Ronnie waits. When it emerges that he has defeated us, he answers his own question.

“The automobile,” says Ronnie. “A bludgeon consisting of several thousand kilos of metal travelling at speeds in excess of thirty miles per hour. Dangerous in unskilled hands, which is most of them, but bloody lethal if you know a bit about how to use it.”

So, somewhat to our amazement, the first thing we learn is Automotive Tactical Engagement in Theory and Practice, suited to civil and urban warfare environments. It is an amazing amount of fun. We learn where you hit another car to make it spin out. We learn where to avoid pranging your own car in the course of an auto duel. We learn how to kill a car with sticks, chains, petrol, salt, guns and another car. We get jolted around and occasionally set on fire in our training suits, and we have a ball despite the injuries. Car combat is like sparring: it's about speed, distance and timing. And knowing what you have to hit to knock the other guy down. I am moderately bad at it, in a fun kind of way, and there are plenty of other people who are worse, including Richard P. Purvis and a woman by the name of Kitty who claims to have driven stick since she was nine. We demolish a small fleet of compacts and saloons, and two sixteen-seaters just for variety. It takes three days.

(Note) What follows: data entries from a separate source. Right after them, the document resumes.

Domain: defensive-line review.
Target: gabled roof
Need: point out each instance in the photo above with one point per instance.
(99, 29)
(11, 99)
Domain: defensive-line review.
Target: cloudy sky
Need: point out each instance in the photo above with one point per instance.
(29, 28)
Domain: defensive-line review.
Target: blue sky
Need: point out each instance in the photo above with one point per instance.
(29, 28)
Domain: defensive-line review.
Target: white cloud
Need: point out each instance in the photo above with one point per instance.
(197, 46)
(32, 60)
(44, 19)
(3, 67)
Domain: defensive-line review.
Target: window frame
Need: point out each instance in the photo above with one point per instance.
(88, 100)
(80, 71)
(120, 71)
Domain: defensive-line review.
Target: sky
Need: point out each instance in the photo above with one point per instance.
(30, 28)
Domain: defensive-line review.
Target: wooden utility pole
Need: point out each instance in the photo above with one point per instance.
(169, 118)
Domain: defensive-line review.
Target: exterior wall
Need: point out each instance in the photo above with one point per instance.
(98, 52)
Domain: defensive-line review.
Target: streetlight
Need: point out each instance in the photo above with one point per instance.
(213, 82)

“Right,” says Ronnie Cheung, when the last door handle falls to the dust and Riley Tench clambers victorious from a wrecked Nissan, “mêlée.” Because most of the point of this, really, has been to get us used to getting thrown around and messed up and not caring about it. So we move on to hand-to-hand, which is more personal and more naked, because there isn't a three-foot crumple zone between you and the enemy. This is the bit where it's important that the project has a good dentist. It does, although I am fortunate enough not to need her services more than once before I get back into the habit of moving my head out of the way before doing anything else.

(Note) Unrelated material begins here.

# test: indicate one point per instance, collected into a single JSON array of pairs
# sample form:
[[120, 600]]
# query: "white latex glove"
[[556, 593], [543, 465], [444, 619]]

And thus life goes on for a while. I train, I learn and I live in a little green room at the bottom of George Copsen and Professor Derek's anthill. Ronnie Cheung lives on the level above, which is exactly the same, chair for chair, but he has two rooms side by side which he has kicked through into one. He does not invite us into it, but once in a while we are required to meet him at his door so that we can run somewhere or tackle the assault course under fire. Every so often I get a 48-Leave (mostly because it's my turn, and occasionally because I am on the winning team in one of Ronnie Cheung's bizarre exercises, such as the one where you are locked in a room with a selection of foodstuffs and required to make a weapon—the point of this is that a) a weapon doesn't have to be something you hit someone with, it can be something they slip on or which gets in their eyes and hurts, b) weapons are everywhere and c) sometimes weapons are not everywhere, or an improvised weapon is genuinely more trouble than it's worth, and you should just belt the other guy as hard as you possibly can in the head), and when this happens I go and see Gonzo's parents in Cricklewood Cove. Sometimes I bang on my own front door, or let myself into my parents' home with the hidden key. Sometimes there is a note for me or a meal in the fridge, or a brace of old airline tickets in the waste bin in the hall. Mostly, I seek Ma Lubitsch's kitchen and the buzzing of the bees outside. I talk to her and to Old Man Lubitsch about life, and things, and trivia, and I wander around the Cove hoping to meet Elisabeth by accident. Sometimes I stand on the bluff where we scattered Master Wu's ashes and drink tea from a Thermos flask. Once, I think I see her climbing up towards me, but she never arrives.